Analyzing mechanisms of regeneration and fibrogenesis directly in human lung tissue has been hampered by the lack of organotypic models and analytical techniques. In previous work, we coupled ex vivo pro-fibrogenic cytokine treatments of peritumor-derived human precision-cut lung slices (hPCLS) with single-cell RNA-seq, revealing a multilineage circuit of fibrogenic cell states in hPCLS (Lang et al, Sci Transl Med. 2023 Dec 6). In this work, we aim to study the differentiation trajectories and their associated gene regulatory networks in lung fibrogenesis. We performed a time-resolved experiment in which peritumor-derived hPCLS were treated with pro-fibrogenic cytokines and collected at different time points (12, 24, 48, 72, and 144 hours after treatments) for profiling via multiplexed single-nuclei RNA-seq, yielding 100k single cell profiles.

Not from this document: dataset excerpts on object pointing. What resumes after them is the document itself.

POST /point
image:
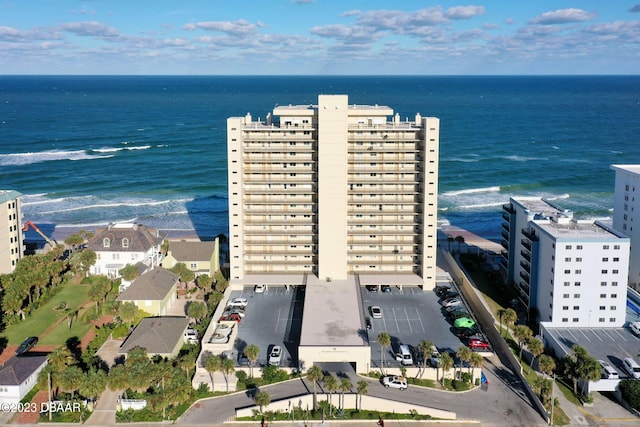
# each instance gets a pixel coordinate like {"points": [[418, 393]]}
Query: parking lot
{"points": [[409, 315], [271, 318]]}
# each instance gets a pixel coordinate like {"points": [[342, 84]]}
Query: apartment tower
{"points": [[334, 191], [626, 213], [11, 236]]}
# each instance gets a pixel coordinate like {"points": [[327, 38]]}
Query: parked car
{"points": [[635, 327], [466, 332], [464, 322], [237, 302], [478, 344], [275, 355], [608, 372], [452, 301], [191, 336], [233, 316], [376, 312], [26, 345], [632, 367], [394, 381]]}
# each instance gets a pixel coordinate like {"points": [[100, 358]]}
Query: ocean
{"points": [[89, 150]]}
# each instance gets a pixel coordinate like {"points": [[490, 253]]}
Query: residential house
{"points": [[19, 375], [122, 244], [153, 292], [199, 257], [162, 336]]}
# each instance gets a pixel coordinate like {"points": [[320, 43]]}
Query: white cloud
{"points": [[563, 16]]}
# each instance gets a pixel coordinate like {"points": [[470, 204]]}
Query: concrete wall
{"points": [[350, 401]]}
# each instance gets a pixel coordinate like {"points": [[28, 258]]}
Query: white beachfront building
{"points": [[11, 235], [121, 244], [626, 213], [568, 273]]}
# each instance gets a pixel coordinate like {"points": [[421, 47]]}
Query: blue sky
{"points": [[319, 37]]}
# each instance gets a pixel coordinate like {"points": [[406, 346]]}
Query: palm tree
{"points": [[464, 354], [447, 363], [536, 348], [227, 367], [212, 364], [345, 385], [331, 384], [362, 389], [521, 334], [252, 352], [384, 339], [476, 362], [315, 374], [262, 398]]}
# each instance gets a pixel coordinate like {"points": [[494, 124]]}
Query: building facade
{"points": [[11, 235], [626, 212], [333, 190], [568, 273]]}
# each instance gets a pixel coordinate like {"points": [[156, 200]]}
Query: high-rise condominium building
{"points": [[11, 237], [334, 190], [626, 214], [568, 273]]}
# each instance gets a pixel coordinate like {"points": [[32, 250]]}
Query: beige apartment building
{"points": [[333, 192], [11, 236]]}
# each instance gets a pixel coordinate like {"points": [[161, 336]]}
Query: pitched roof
{"points": [[158, 335], [17, 369], [152, 285], [139, 238], [191, 251]]}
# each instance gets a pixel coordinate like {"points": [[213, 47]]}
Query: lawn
{"points": [[45, 316]]}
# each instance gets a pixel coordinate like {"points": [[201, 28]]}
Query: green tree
{"points": [[197, 310], [129, 272], [536, 348], [362, 389], [262, 399], [331, 384], [384, 339], [227, 367], [314, 374], [94, 383], [212, 364], [446, 361], [345, 385], [521, 333], [252, 352]]}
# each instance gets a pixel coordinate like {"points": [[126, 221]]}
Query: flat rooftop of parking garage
{"points": [[332, 314]]}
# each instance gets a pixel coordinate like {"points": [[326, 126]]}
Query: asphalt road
{"points": [[503, 402]]}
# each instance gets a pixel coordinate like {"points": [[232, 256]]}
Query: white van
{"points": [[404, 355], [632, 367]]}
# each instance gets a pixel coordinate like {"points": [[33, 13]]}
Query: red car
{"points": [[478, 344], [233, 316]]}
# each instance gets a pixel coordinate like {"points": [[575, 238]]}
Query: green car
{"points": [[464, 322]]}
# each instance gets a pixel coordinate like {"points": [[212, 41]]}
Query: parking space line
{"points": [[420, 319]]}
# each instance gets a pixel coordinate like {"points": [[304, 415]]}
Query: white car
{"points": [[238, 302], [275, 355], [376, 312], [394, 382]]}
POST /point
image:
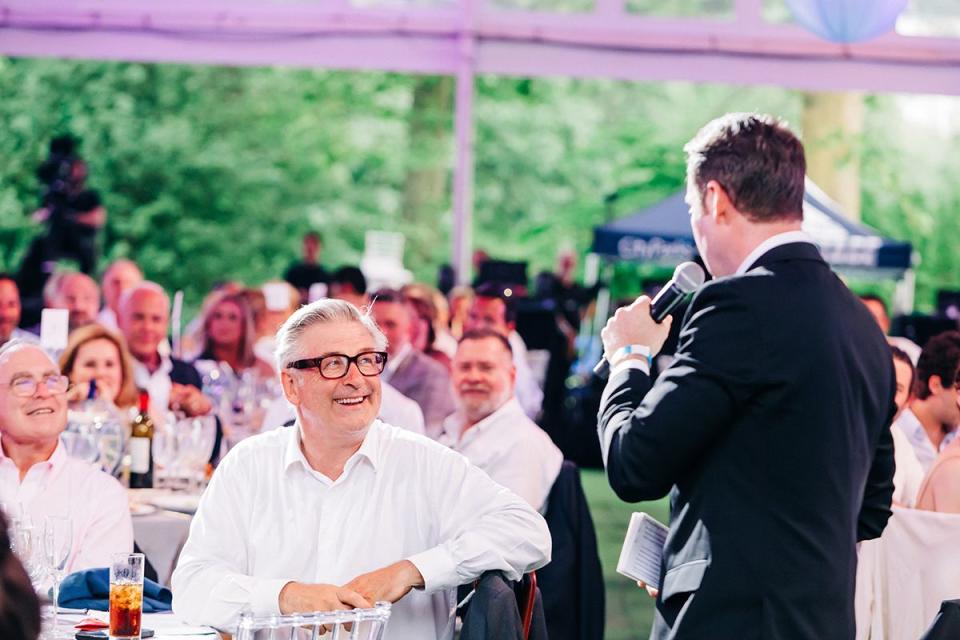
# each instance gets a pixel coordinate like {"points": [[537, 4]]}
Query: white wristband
{"points": [[629, 350]]}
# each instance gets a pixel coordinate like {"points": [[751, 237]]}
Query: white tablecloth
{"points": [[165, 625]]}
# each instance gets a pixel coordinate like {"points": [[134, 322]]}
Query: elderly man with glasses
{"points": [[38, 478], [342, 510]]}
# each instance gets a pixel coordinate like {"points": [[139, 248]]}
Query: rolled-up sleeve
{"points": [[482, 527]]}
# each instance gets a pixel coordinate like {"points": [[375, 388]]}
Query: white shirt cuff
{"points": [[438, 568], [265, 596], [632, 363]]}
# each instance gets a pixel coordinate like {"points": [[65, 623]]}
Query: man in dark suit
{"points": [[409, 371], [770, 428]]}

Using the time-resolved snRNA-seq data we delineate the cellular trajectories giving rise to fibrogenic cell states in the stromal, epithelial, endothelial, and immune cell lineages. For instance, we find that KRT17+/TP63+/KRT5- aberrant basaloid cells appear 48 hours after cytokine treatments. TP63 is upregulated in two distinct types of alveolar AT2 cells and the AT2 cellular program is gradually lost over time. We are currently dissecting this process of basaloid differentiation of AT2 cells using siRNA-mediated depletion of proteins in the basaloid differentiation trajectory and will show preliminary data at the conference. In summary, our work provides an experimental framework for scalable perturbational single-cell genomics directly in human lung tissue, enabling analysis of tissue homeostasis, regeneration, and pathology.